2016年3月9日,十二届全国人大常委会委员长张德江受十二届全国人大常委会委托,向十二届全国人大四次会议作《全国人民代表大会常务委员会工作报告》。[新华社]
Zhang Dejiang, chairman of the Standing Committee of China's National People's Congress (NPC), delivers the Report on the Work of the Standing Committee of the National People's Congress at the Fourth Session of the 12th NPC at the Great Hall of the People in Beijing, capital of China, March 9, 2016. [Xinhua]

全国人民代表大会常务委员会工作报告

Report on the Work of the Standing Committee of the National People's Congress

——2016年3月9日在第十二届全国人民代表大会第四次会议上

Delivered at the Fourth Session of the Twelfth National People's Congress on March 9, 2016

全国人民代表大会常务委员会委员长 张德江

Zhang Dejiang
Chairman of the Standing Committee of the National People's Congress

各位代表: Fellow Deputies,
现在,我受全国人大常委会委托,向大会报告工作,请予审议。 On behalf of the Standing Committee of the National People's Congress (NPC), I now present to you this report on the work of the Standing Committee for your deliberation.
过去一年的主要工作 Major Initiatives of the Past Year
过去一年,在以习近平同志为总书记的党中央坚强领导下,全国人大常委会全面贯彻党的十八大和十八届三中、四中、五中全会精神,以邓小平理论、“三个代表”重要思想、科学发展观为指导,深入学习贯彻习近平总书记系列重要讲话精神,坚持党的领导、人民当家作主、依法治国有机统一,按照“四个全面”战略布局的要求,紧紧围绕党和国家工作大局依法行使职权、积极开展工作。一年来,常委会制定5部法律,修改37部法律和1个有关法律问题的决定,决定提请全国人民代表大会审议的法律案1件,通过8个有关法律问题的决定;检查6部法律实施情况,听取审议国务院、最高人民法院、最高人民检察院17个工作报告,开展3次专题询问和3项专题调研,通过2个决议;审议通过专门委员会关于代表议案审议结果的报告8个、代表资格审查委员会关于个别代表的代表资格的报告6个,决定批准我国与外国缔结的条约、协定以及加入的国际公约11件,决定和批准任免一批国家机关工作人员等。
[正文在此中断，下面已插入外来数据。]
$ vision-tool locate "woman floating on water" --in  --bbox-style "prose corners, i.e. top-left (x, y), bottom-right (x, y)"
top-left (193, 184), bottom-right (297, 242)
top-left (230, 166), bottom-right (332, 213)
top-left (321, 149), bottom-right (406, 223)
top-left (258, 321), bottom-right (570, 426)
十二届全国人大三次会议确定的常委会各项任务已经完成,常委会各方面工作都取得了新进展、新成效。

In the past year, under the firm leadership of the Central Committee of the Communist Party of China (CPC) headed by General Secretary Xi Jinping, the NPC Standing Committee comprehensively implemented the guiding principles of the 18th National Party Congress and the third, fourth, and fifth plenary sessions of the 18th CPC Central Committee; followed the guidance of Deng Xiaoping Theory, the Theory of Three Represents, and the Scientific Outlook on Development; and fully grasped and put into practice the guiding principles from General Secretary Xi Jinping's major policy addresses.
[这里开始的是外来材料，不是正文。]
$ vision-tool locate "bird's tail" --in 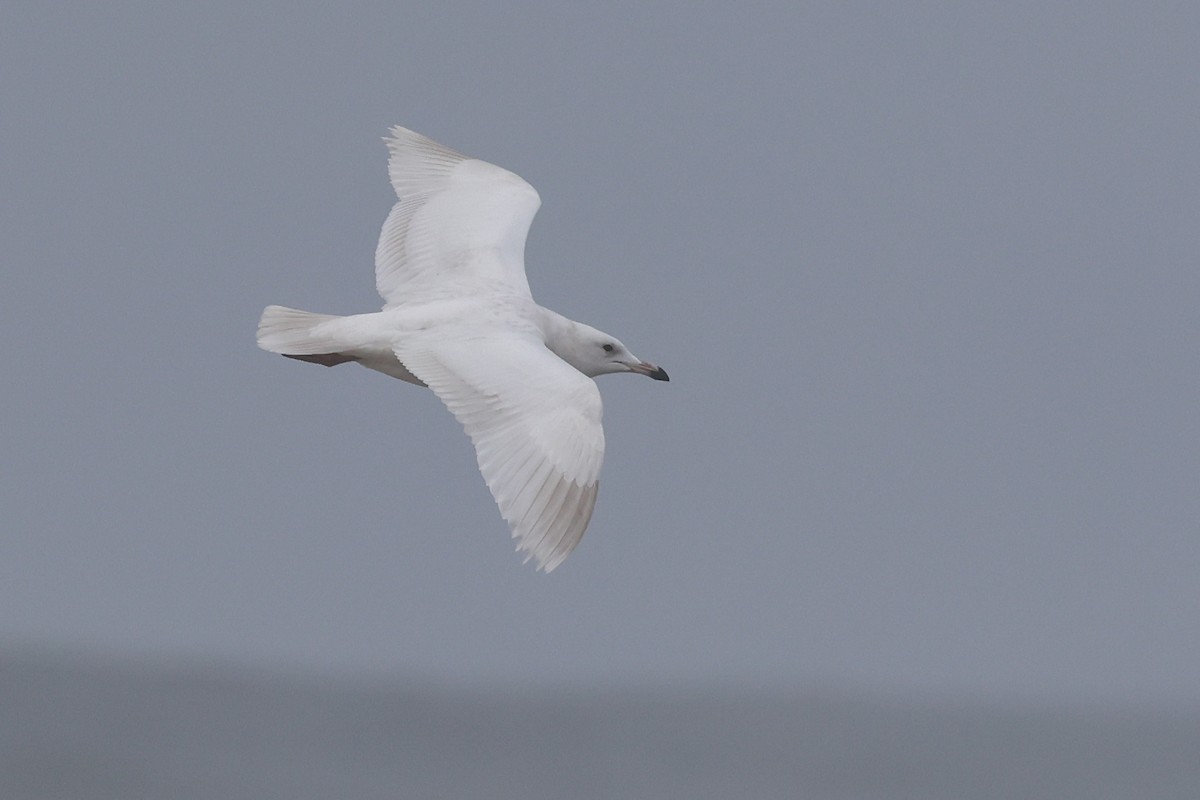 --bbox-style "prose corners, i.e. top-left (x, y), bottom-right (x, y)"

Remaining committed to integrating leadership by the Party, the position of the people as masters of the country, and the law-based governance of the country, and acting in accordance with the Four-Pronged Comprehensive Strategy, we maintained a tight focus on the overall work of the Party and country as we performed our functions and powers and carried out our work in accordance with the law.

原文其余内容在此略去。